Mike Cotton Sound – “I Don't Wanna Know” (1964) Cotton was a jazz/r&b horn player and band leader, but he successfully tapped into the Beatles-led beat group craze with this energetic, stomping rocker in a Dave Clark 5 style. Jim Rodford’s solid bass propels the tune forward.
Argent – “Hold Your Head Up” (1972) After The Zombies, keyboardist Rod Argent formed this eponymous group, making it big on both sides of the Atlantic with this anthemic top-ten hit from All Together Now, the band’s third LP. The single edit is great, but “Hold Your Head Up” is best heard in its unedited, six minute-plus album version, anchored by Rodford’s hypnotic bass playing.
Michael Fennelly – “Lane Changer” (1974) Singer and songwriter Fennelly had been a member of baroque-pop underground sensations Sagittarius and The Millennium and had been a member of underrated Crabby Appleton. He finally broke out on his own with Lane Changer, an excellent 1974 solo album, featuring members of Argent (including Jim Rodford) backing him on the sessions.
Kinks – “(Wish I Could Fly Like) Superman” (1979) A critic's favorite, the beloved English band experienced its ups and downs throughout its 33-year history. Jim Rodford’s joining coincided with a commercial resurgence that found the band scoring hits and playing large halls across the globe. This sly disco-flavored single was a highlight of the band’s topical Low Budget LP.

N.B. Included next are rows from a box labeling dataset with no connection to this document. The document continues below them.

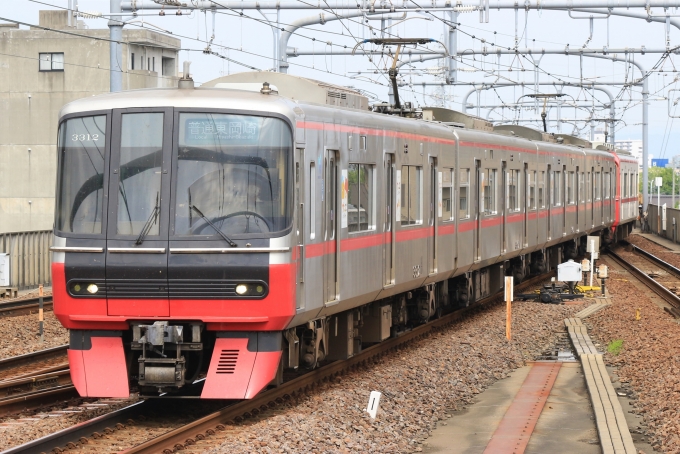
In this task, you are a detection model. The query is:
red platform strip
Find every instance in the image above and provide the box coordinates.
[484,362,562,454]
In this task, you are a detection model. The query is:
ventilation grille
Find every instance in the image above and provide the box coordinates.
[217,350,238,374]
[328,91,347,99]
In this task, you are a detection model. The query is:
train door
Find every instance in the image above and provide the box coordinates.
[428,158,441,275]
[295,148,306,310]
[500,161,509,255]
[322,150,338,303]
[106,109,173,317]
[474,160,484,262]
[383,154,395,286]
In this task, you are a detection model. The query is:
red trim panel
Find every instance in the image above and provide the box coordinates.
[67,349,87,396]
[68,337,130,397]
[246,352,283,399]
[52,263,296,331]
[201,338,281,399]
[52,263,129,330]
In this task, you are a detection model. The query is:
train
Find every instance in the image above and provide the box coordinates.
[51,72,639,399]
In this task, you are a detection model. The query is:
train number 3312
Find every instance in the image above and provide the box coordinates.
[71,134,99,142]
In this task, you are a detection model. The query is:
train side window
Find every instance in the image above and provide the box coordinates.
[484,169,498,215]
[347,164,375,232]
[458,169,470,219]
[309,161,317,240]
[442,169,454,221]
[401,166,423,225]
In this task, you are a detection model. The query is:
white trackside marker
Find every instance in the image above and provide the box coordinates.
[364,391,382,419]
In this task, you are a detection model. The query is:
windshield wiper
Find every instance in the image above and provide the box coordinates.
[189,205,238,247]
[136,192,161,245]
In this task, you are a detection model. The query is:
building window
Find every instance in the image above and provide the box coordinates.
[347,164,375,232]
[527,171,536,210]
[458,169,470,219]
[482,169,498,215]
[401,166,423,225]
[442,169,453,221]
[40,52,64,71]
[508,170,520,211]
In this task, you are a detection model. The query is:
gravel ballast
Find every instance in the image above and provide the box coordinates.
[201,302,585,453]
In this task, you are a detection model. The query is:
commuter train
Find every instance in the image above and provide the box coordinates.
[52,72,638,399]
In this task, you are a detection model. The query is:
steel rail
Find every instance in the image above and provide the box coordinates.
[2,401,147,454]
[607,248,680,308]
[620,240,680,279]
[123,272,553,454]
[0,296,52,317]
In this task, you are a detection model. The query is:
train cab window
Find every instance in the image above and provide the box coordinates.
[458,169,470,219]
[567,171,576,205]
[401,166,423,225]
[527,170,536,210]
[347,164,375,232]
[173,113,290,239]
[55,115,107,234]
[116,113,163,236]
[553,171,562,206]
[484,169,498,215]
[508,170,520,211]
[441,169,454,221]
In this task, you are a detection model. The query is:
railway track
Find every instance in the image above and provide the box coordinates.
[3,273,554,454]
[0,345,78,416]
[0,296,52,317]
[607,241,680,318]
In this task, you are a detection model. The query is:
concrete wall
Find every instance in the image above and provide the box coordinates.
[0,11,180,233]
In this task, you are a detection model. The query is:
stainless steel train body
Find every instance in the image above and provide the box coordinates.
[53,74,637,398]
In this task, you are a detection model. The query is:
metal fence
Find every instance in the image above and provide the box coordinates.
[0,230,52,289]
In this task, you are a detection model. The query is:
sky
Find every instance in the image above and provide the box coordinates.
[5,0,680,158]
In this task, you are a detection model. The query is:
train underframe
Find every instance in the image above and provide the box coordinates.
[69,225,630,398]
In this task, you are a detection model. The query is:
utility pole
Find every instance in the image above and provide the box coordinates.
[109,0,123,93]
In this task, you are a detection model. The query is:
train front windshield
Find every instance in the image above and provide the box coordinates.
[175,113,292,237]
[55,112,292,239]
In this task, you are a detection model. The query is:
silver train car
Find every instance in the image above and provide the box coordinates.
[52,73,638,399]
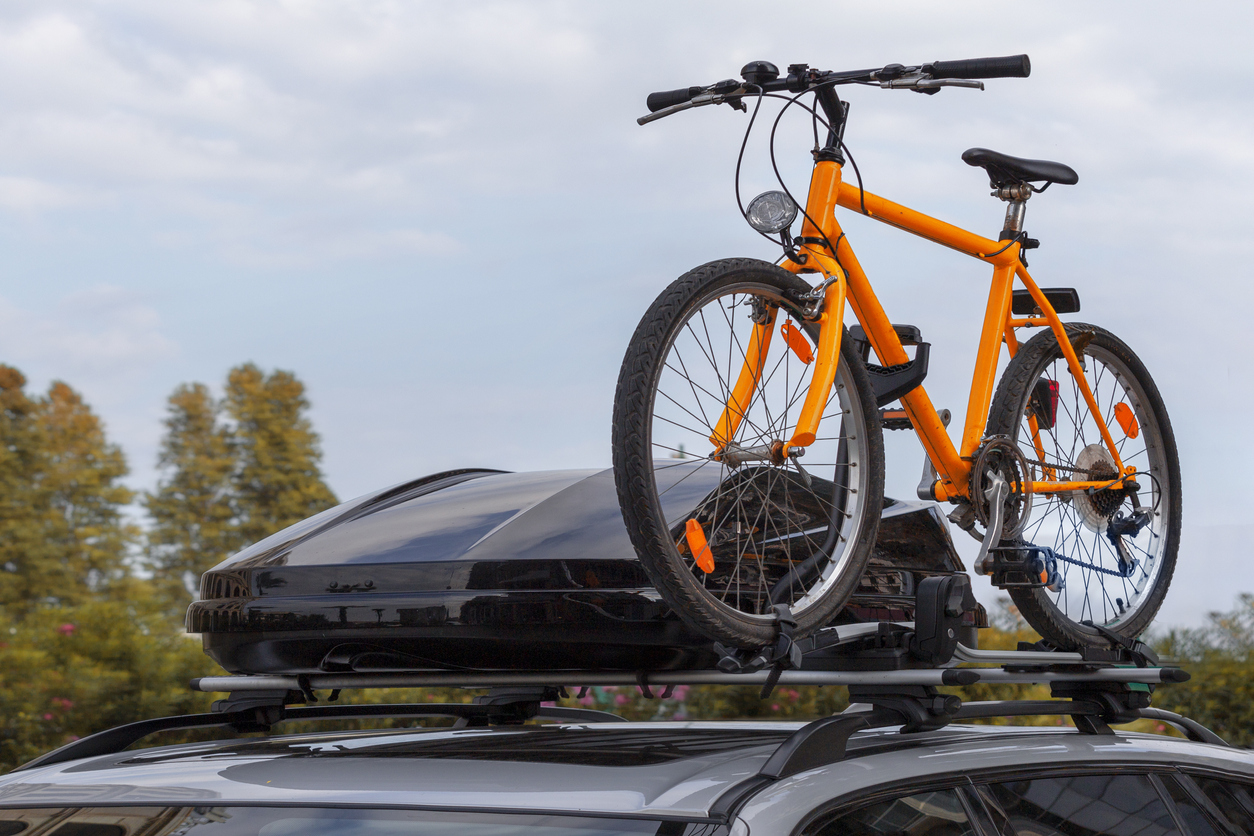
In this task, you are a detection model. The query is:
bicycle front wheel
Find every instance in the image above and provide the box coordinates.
[613,258,884,647]
[988,323,1180,649]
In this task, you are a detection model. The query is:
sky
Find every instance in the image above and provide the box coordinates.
[0,0,1254,625]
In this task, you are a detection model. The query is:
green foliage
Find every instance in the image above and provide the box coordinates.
[0,366,138,614]
[144,363,336,608]
[144,384,243,602]
[226,363,336,543]
[0,580,221,772]
[1154,593,1254,747]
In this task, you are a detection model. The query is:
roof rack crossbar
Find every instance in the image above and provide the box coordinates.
[192,666,1189,692]
[742,694,1228,781]
[13,703,627,772]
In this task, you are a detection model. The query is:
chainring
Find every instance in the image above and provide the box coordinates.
[971,435,1035,540]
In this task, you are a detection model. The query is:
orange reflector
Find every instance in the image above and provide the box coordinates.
[685,520,714,574]
[780,320,814,366]
[1115,401,1141,439]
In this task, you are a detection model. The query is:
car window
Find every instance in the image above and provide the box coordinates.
[988,775,1180,836]
[808,790,976,836]
[1189,775,1254,836]
[1159,775,1225,836]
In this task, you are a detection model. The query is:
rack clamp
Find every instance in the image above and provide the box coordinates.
[1050,681,1154,734]
[466,686,568,727]
[714,604,804,699]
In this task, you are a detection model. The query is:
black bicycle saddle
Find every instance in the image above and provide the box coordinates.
[962,148,1080,189]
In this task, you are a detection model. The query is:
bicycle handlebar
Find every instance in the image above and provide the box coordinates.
[645,86,705,113]
[922,55,1032,79]
[636,55,1032,125]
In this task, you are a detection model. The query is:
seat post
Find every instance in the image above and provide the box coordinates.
[993,183,1032,241]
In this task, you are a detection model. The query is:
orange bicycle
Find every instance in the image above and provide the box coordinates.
[613,55,1180,648]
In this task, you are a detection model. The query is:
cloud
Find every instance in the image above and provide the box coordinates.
[0,285,178,382]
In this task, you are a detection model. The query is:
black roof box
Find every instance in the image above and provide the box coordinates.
[187,470,963,673]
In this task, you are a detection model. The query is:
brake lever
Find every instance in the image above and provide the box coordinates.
[636,93,745,125]
[879,75,984,93]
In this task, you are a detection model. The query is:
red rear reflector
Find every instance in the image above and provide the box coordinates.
[685,520,714,574]
[1115,401,1141,439]
[780,320,814,366]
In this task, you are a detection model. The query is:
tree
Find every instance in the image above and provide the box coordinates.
[224,363,337,543]
[1154,593,1254,747]
[0,366,137,613]
[144,384,242,602]
[0,578,221,773]
[144,363,336,607]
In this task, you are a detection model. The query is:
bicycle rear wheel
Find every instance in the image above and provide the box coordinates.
[613,258,884,647]
[988,323,1180,648]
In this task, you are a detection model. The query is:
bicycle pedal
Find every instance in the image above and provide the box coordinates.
[879,410,913,430]
[976,546,1062,592]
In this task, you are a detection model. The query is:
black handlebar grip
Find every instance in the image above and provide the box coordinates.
[923,55,1032,79]
[645,86,705,113]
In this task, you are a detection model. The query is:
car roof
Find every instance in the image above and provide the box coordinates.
[0,722,1254,820]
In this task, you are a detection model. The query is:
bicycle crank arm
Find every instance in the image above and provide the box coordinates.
[973,474,1011,575]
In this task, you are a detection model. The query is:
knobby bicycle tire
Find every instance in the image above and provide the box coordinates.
[613,258,884,647]
[988,323,1181,649]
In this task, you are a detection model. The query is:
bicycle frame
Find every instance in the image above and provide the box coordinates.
[742,159,1132,500]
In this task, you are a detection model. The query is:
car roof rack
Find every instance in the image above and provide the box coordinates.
[19,575,1226,777]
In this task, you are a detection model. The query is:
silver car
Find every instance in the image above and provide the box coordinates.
[0,711,1254,836]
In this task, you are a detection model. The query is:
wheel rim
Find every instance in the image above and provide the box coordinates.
[1018,345,1175,630]
[646,282,869,623]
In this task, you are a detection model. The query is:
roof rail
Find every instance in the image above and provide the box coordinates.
[19,575,1226,777]
[13,694,627,772]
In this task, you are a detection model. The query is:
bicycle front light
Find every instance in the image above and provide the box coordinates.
[745,192,796,236]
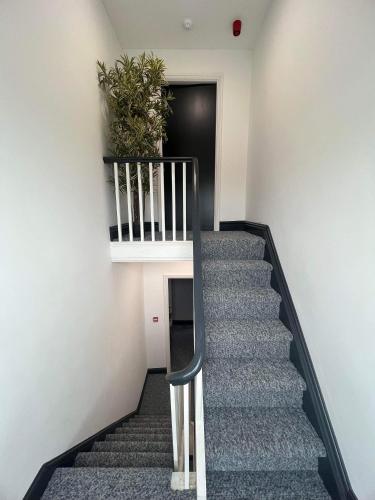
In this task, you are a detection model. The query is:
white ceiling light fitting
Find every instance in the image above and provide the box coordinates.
[184,17,193,31]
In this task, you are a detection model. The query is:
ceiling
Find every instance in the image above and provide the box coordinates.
[103,0,271,50]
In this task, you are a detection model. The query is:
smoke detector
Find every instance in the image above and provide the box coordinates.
[183,17,193,31]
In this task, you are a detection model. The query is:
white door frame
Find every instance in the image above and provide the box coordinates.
[163,274,193,373]
[166,73,224,231]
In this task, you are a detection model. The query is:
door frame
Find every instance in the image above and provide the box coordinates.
[166,73,224,231]
[163,273,194,373]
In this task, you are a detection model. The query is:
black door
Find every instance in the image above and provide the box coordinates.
[163,83,216,230]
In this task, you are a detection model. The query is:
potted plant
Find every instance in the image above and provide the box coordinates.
[97,53,173,229]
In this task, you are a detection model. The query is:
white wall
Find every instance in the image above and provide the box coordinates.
[247,0,375,500]
[0,0,146,500]
[124,47,250,220]
[143,262,193,368]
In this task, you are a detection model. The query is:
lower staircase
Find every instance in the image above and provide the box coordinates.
[202,231,330,500]
[42,374,194,500]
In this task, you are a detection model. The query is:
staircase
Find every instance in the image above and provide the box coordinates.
[202,232,330,500]
[42,374,194,500]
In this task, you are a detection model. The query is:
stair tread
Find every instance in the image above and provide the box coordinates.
[204,358,306,407]
[121,422,171,430]
[91,440,173,453]
[207,471,331,500]
[42,467,195,500]
[202,259,272,272]
[205,319,293,342]
[115,425,172,434]
[201,231,265,261]
[75,451,173,467]
[203,287,281,321]
[205,407,326,470]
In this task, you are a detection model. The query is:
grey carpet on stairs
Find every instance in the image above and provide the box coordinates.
[202,232,330,500]
[43,232,330,500]
[43,374,195,500]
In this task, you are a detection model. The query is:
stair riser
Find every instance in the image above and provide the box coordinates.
[105,433,172,442]
[203,269,271,288]
[92,441,173,453]
[206,337,290,360]
[204,293,280,320]
[204,384,303,408]
[202,240,264,260]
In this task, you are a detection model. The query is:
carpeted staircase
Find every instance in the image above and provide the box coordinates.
[202,232,330,500]
[42,374,194,500]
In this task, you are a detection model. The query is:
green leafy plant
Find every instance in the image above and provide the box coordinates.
[97,53,173,223]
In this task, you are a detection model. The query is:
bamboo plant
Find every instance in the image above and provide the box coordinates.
[97,53,173,224]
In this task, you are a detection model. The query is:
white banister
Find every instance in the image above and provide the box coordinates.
[171,162,176,241]
[137,163,145,241]
[183,384,190,490]
[159,163,165,241]
[113,162,122,242]
[148,162,155,241]
[125,163,133,241]
[169,385,178,472]
[182,162,186,241]
[194,370,206,500]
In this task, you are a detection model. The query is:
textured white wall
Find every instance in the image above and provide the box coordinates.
[247,0,375,500]
[0,0,146,500]
[124,47,250,220]
[143,262,193,368]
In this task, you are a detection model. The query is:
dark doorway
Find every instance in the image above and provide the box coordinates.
[163,83,216,230]
[168,278,194,371]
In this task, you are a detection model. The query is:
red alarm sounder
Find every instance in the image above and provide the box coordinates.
[233,19,242,36]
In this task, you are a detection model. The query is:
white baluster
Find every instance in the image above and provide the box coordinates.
[159,163,165,241]
[171,162,176,241]
[137,163,145,241]
[125,163,133,241]
[113,162,122,242]
[182,162,186,241]
[184,384,190,490]
[148,162,155,241]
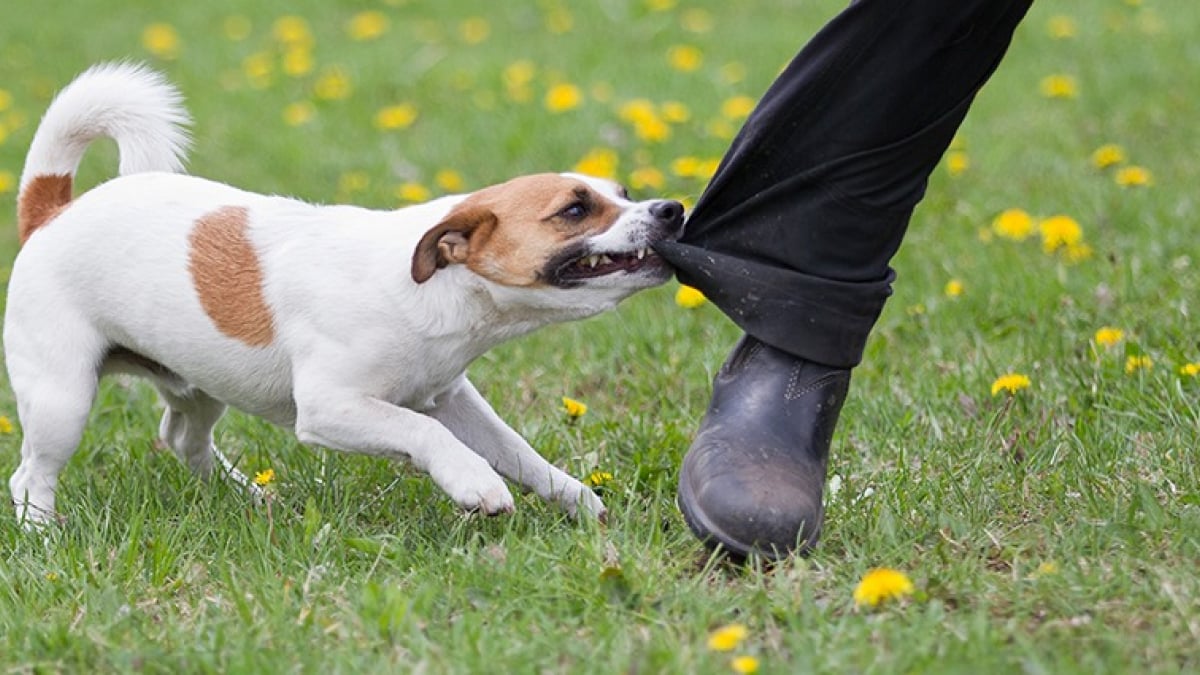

Zombies – “She's Not There” (2016) This live recording showcases the enduring vitality of The Zombies, touring triumphantly in belated support of Odessey and Oracle, their masterwork that was largely ignored on its release in 1968. Today the album is considered an undisputed classic. (Carrying on the family tradition, Jim’s son Steve Rodford is the band’s drummer here, a role in which he continues to this day.)